Application deadline date has been passed for this Job.
Job Description
Job Description
Our client is an Information Technology & Services company offering products and services such as telecom, AI, customer relationship management platform and more. They are looking for an experienced DevOps Engineer as a lead role for their DevOps environment with his experiences, best practices, and a collaborative attitude to help drive DevOps initiatives. The responsibilities include both managing and building processes for automation as well as contributing to the development of internal tools to achieve operational efficiency.
Job Responsibilities
- Develop automation flows that enable fast delivery and replace manual operating procedures wherever they exist to enable self-service operations
- Drive analysis, design, and development of automation tools for deployment, development, and operational tasks
- Deploy & operate Kubernetes clusters
- Maintain AI infrastructure clusters
- Maintain models training infrastructure (GPU clusters)

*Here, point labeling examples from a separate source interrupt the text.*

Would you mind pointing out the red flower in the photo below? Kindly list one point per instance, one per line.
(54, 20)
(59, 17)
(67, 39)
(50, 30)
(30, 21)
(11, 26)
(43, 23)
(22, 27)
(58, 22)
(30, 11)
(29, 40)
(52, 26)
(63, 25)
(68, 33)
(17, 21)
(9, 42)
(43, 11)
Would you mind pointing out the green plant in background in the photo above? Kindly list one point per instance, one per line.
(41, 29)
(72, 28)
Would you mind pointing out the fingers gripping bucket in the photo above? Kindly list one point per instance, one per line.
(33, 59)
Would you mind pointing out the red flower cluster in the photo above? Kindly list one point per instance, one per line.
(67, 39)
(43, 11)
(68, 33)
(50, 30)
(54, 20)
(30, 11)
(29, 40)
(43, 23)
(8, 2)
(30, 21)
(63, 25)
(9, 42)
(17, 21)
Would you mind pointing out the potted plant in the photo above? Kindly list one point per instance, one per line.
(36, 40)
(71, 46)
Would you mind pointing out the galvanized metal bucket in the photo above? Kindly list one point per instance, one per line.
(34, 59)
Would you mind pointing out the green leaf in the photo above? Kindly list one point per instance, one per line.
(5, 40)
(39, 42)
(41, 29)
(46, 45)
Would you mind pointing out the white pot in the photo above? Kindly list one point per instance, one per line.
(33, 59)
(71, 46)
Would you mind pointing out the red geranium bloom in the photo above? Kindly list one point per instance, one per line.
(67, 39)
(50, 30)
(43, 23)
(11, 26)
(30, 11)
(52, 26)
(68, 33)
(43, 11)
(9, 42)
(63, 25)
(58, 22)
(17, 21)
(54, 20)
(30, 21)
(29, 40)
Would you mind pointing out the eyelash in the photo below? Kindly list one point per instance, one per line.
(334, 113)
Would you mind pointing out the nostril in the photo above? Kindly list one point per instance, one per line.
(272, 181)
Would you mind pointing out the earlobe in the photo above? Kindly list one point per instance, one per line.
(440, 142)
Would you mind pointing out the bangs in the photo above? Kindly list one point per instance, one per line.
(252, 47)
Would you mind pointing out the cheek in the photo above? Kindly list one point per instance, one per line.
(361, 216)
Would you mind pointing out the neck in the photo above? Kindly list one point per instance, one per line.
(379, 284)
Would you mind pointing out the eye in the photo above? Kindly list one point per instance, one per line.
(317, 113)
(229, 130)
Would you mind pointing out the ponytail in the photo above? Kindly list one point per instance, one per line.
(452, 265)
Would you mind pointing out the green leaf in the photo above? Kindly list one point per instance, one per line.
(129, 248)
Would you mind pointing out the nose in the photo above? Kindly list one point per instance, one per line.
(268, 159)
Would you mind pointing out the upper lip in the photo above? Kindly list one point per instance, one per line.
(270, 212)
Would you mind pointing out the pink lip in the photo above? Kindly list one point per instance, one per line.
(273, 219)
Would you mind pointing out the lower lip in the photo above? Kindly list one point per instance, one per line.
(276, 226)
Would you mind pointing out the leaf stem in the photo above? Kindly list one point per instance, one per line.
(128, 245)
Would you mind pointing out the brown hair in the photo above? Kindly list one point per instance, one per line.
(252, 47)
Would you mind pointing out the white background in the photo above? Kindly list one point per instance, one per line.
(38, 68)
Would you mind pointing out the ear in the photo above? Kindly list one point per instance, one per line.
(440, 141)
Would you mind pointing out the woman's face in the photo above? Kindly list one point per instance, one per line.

- Lead architectural improvements and evaluate new technologies
- Maintain and enhance our CI/CD pipelines
- Deploy & manage monitoring/observability infrastructure for staging & production level systems and services
- Prioritize requests from operations & engineering teams fairly while demonstrating a sense of empathy
- Make sure new environments meet requirements and conform to best practices
Requirements
- 2+ years’ experience within hands-on technical DevOps/Cloud engineering
- Good knowledge of Python or Golang
- Infrastructure as Code experience (Terraform, CloudFormation, etc)
- Experience with Kubernetes deployment patterns and tools such as Helm, Kustomize and Operators
- Experience utilizing DevOps tool chains including Jenkins, Docker, Nexus, SonarQube, GitHub
- Experience with tools used for observability such as Elasticsearch, Kibana, Grafana, Prometheus, Jaeger etc.
- Experience with SQL & NoSQL databases such as PostgreSQL and MongoDB
- Exposure to Agile environments (use of Jira/Confluence, sprints, etc.)
- Enterprise level experience
- Great communication skills and team player mentality
- Interest in AI projects
Desirable
- Experience with event steaming tools (i.e. Apache Kafka) and architecture patterns
- Experience with OLAP architectures
- Understanding of network engineering and security principles (e.g. protocols, routing, switching, filtering, firewall rules, etc.)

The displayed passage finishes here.